MMRResearchWorldwideResults also demonstrate that consumers are more convinced by the health credentials of products when the health property (such as natural, protein, fibre) is intrinsic to that product. Healthy is not associated with the reduction or removal of a property from food i.e. reduced salt, low fat.

Another finding of interest is that consumers perceive a category’s energy association differently to its calories association; energy being closer to health, and therefore it is viewed more positively.

“The reduced calorie message is often overused which could be to the detriment of an overall healthy profile. For example, if your product is naturally high in sugar then this can be translated into being high in energy, to protect the healthy perception,” says MMR Research’s insight director, Andy Wardlaw.

“Consumers mostly define natural by what isn’t in the product, ‘no additives’, ‘no colours’, ‘no preservatives’, ‘no e-numbers’, ‘no chemicals’ and ‘no artificial flavours’. Categories that are perceived as more natural or naturally higher in protein or fibre are also perceived to be more healthy.”

Five UK Consumer Profiles

A precision tool, Bayesian Networks, allowed the research team to divide the sample into five distinct typologies regarding attitudes and behaviour related to health:

* Healthy (22%): believes in simple health messages, natural food and exercise

* On a mission (22%): driven to improve health, sceptical of health messaging and least likely to drink, smoke and eat out

* Hedonist (6%): smokes, drinks and eats out, no interest in GDAs, ingredients and health

* Armchair worrier (18%): propensity to worry about health issues, but unlikely to exercise and have only lukewarm commitment to diet related health efforts

* Apathetic (12%): no interest in health or health messaging.

From these five groups, it can be said that three segments or 62 per cent of the population are health aware. Only two segments (44 per cent of the population) are health aware and motivated to eat healthily.

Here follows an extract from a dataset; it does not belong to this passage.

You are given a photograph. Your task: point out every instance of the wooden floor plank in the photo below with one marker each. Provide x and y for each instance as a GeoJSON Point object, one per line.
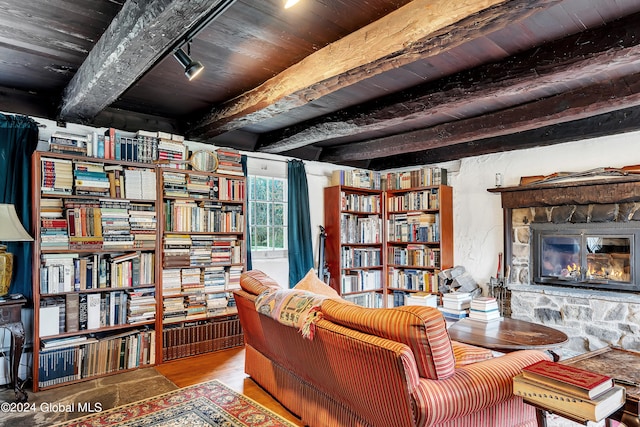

“Our attitudes towards healthy eating are not based on ignorance, in fact the research shows that all segments understand the food attributes of the different categories, such as chilled ready meals being high in salt and calories,” explains Wardlaw. “It’s all down to motivation. Over half of the population is suffering from health message fatigue. They are fed up of hearing that one week red wine is good for you and the next week not. We have hours of interviews reflecting a mix of laziness, lack of willpower and people just making the decision to go about their diet in their own way.”

The Sweetener Debate

Stevia is now two years old in the UK and it has established itself as a low calorie, modern and healthier relative to sugar – it is however viewed as a fad. It falls short of matching sugar in terms of taste and a perceived naturalness. Underlining and promoting its natural origins would benefit Stevia.

The Way Ahead

“In a highly complex arena, made even more complicated by an array of consumer types and high levels of scepticism, MMR’s research suggests that accentuating the positive properties of a product appears to resonate more than messages pertaining to reduced salt, fat and sugar.  To compete effectively in the health space is to be perceived as natural, and rich in food properties such as fibre and protein – even energy, if appropriate. That is where the communications opportunity lies – and less on the benefits of reduction,” concludes Wardlaw.